Bioassessment Research Plan

View SCCWRP’s full thematic Research Plan for Bioassessment (PDF)

2020-2021 Executive Summary

Biological assessment, or bioassessment, is the science of evaluating the health of an ecosystem by assessing the organisms that live within it. In aquatic ecosystems, certain organisms serve as particularly useful indicators of ecosystem health because they integrate conditions at a site over time. In this way, these organisms can directly measure management effectiveness at protecting aquatic life and other designated beneficial uses for water bodies. Organisms used in bioassessment commonly have limited mobility and cannot escape the stressors affecting them (e.g., algae, bottom-dwelling invertebrates). Thus, these organisms integrate the effects of chemical contaminants, habitat alteration and other non-chemical stressors over time – independently of when stressor sampling may or may not occur. Bioassessment organisms also have differential sensitivity to various stressors, making possible focused forensic evaluations that tease apart which of the many stressors that can impact an aquatic ecosystem are the most managerially relevant. SCCWRP is focused on developing an overall bioassessment framework (e.g., survey design, interpretation methods) and associated tools to empower environmental managers to reliably and robustly use bioassessment to inform regulatory and management decisions linked to ecosystem health. SCCWRP’s vision is that bioassessment can serve as the essential tool for monitoring and managing diverse water body types across California and beyond.

Already, SCCWRP has made considerable progress developing bioassessment tools for streams, wetlands and marine environments that utilize a subset of bioassessment organisms, including benthic invertebrates, fish and algae. SCCWRP is continuing to work to provide managers with tools for comprehensive, headwaters-to-oceans bioassessments. This work includes development of multiple indicators for all priority habitat types (e.g., wadeable streams, estuaries, soft-bottom coastal waters) that cover a range of trophic levels and that characterize extent, structure and function of water bodies. To realize these goals, SCCWRP is leading research projects in three broad areas: (1) assessing condition and support for beneficial uses by examining biological organisms, populations, communities and processes; (2) linking conditions to manageable stressors, both for water bodies in poor condition (i.e., causal assessment) and good condition (i.e., protective assessment); and (3) supporting the application of bioassessment data to management decisions (e.g., improving data access and interpretation).

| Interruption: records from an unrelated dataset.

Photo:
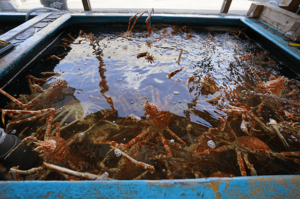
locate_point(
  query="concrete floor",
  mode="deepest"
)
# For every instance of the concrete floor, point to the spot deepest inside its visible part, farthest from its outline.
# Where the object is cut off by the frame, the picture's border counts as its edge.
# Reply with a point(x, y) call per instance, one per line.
point(238, 7)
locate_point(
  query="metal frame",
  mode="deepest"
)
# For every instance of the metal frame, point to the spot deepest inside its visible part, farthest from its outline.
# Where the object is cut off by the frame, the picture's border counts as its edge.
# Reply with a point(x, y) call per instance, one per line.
point(237, 187)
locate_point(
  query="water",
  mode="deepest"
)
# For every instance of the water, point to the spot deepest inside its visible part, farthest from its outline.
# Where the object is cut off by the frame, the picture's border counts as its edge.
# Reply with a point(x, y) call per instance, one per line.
point(103, 72)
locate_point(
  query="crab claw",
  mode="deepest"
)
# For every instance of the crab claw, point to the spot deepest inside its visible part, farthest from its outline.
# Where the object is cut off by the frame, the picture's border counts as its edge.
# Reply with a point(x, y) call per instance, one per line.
point(273, 124)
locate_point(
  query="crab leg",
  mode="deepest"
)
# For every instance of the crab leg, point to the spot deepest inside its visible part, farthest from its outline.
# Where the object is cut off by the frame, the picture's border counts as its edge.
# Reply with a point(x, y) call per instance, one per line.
point(240, 162)
point(243, 125)
point(273, 124)
point(137, 138)
point(188, 132)
point(17, 101)
point(169, 173)
point(29, 171)
point(171, 74)
point(175, 136)
point(89, 176)
point(37, 79)
point(129, 23)
point(179, 57)
point(136, 21)
point(25, 140)
point(220, 149)
point(142, 176)
point(5, 173)
point(147, 22)
point(138, 163)
point(140, 144)
point(165, 143)
point(249, 165)
point(50, 73)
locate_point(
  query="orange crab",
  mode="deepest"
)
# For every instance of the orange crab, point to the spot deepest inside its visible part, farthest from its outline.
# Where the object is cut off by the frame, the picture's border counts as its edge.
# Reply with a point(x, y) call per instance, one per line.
point(246, 145)
point(53, 150)
point(206, 84)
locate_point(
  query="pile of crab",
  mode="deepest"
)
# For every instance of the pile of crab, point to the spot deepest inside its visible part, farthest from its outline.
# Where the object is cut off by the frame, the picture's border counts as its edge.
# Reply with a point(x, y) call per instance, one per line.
point(256, 124)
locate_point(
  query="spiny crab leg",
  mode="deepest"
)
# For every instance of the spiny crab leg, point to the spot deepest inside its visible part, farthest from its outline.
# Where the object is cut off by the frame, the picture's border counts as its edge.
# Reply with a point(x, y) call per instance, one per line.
point(175, 136)
point(129, 23)
point(25, 140)
point(143, 165)
point(147, 21)
point(136, 21)
point(63, 170)
point(50, 73)
point(171, 74)
point(166, 146)
point(25, 172)
point(17, 101)
point(37, 79)
point(38, 114)
point(179, 57)
point(274, 126)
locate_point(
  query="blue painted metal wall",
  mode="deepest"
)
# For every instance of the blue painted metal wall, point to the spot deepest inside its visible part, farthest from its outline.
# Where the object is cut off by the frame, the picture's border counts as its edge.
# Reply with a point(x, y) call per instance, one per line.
point(238, 187)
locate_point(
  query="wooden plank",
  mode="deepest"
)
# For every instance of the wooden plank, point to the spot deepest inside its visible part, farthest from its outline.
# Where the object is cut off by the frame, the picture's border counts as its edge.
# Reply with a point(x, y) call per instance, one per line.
point(279, 18)
point(290, 5)
point(294, 32)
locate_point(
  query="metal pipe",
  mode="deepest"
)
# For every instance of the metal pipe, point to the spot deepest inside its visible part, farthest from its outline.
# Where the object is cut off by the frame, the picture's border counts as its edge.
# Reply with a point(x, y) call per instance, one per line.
point(40, 8)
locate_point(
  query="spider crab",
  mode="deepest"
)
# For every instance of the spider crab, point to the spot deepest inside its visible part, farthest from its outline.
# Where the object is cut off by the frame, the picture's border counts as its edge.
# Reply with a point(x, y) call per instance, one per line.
point(156, 123)
point(45, 98)
point(246, 145)
point(206, 84)
point(272, 92)
point(53, 150)
point(128, 33)
point(246, 113)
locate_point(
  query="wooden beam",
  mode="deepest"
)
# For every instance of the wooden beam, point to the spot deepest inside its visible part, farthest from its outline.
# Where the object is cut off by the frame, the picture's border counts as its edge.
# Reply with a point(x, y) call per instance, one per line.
point(294, 32)
point(290, 5)
point(279, 18)
point(86, 5)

This year, SCCWRP will continue working to develop, refine and expand its capacity to conduct both condition assessments and causal/protective assessments, as well as pursue development of guidance and decision support tools to inform management actions. SCCWRP’s focus for 2020-21 will be on:

  • Condition assessment: Building on past successes developing bioassessment indices for freshwater and marine ecosystems, SCCWRP will focus on adapting these indices for climate change, and continuing development of bioassessment indices for priority habitats, including ephemeral streams and estuaries. In addition, SCCWRP will explore molecular methods such as DNA barcoding as a rapid, cost-effective alternative to laborious microscopic taxonomy for generating biological data that are traditionally challenging to assess (e.g., ichthyoplankton, benthic algae, and stream vertebrates). Finally, SCCWRP is exploring new ways to interpret and synthesize data from multiple indicators, such as ecological network models, that can provide better insights about ecosystem function and beneficial use support than single-indicator assessments.
  • Linking conditions to manageable stressors: SCCWRP will continue to focus on developing tools to make rapid causal assessment a reality and part of routine monitoring practices. One pathway SCCWRP is pursuing is development of stressor-diagnostic indicators based on life history traits and on molecular tools (e.g., RNA transcription as a measure of toxic stress). SCCWRP also will develop a framework to link causal assessment results with specific, practical management actions to improve water body condition. Finally, SCCWRP will work toward developing tools that use bioassessment data to support protective management actions, including identifying water bodies that have high conservation value and water bodies that are healthy but vulnerable to future stress.
  • Supporting applications to management: Perhaps the greatest obstacle to using biological data is their relative complexity compared to other types of monitoring data. To get around this obstacle, SCCWRP is developing tools capable of high-level syntheses of complex data sets, and also supporting deeper investigations for audiences requiring high levels of detail about their biological monitoring data. This work will be mainly accomplished through improved data science algorithms and development of easily understood dashboards and automated report cards – all utilizing open science principles to increase transparency. Finally, SCCWRP will continue to support the consistent production and use of bioassessment data through the development of protocols for standardizing monitoring data, and through participation in workgroups focused around these goals.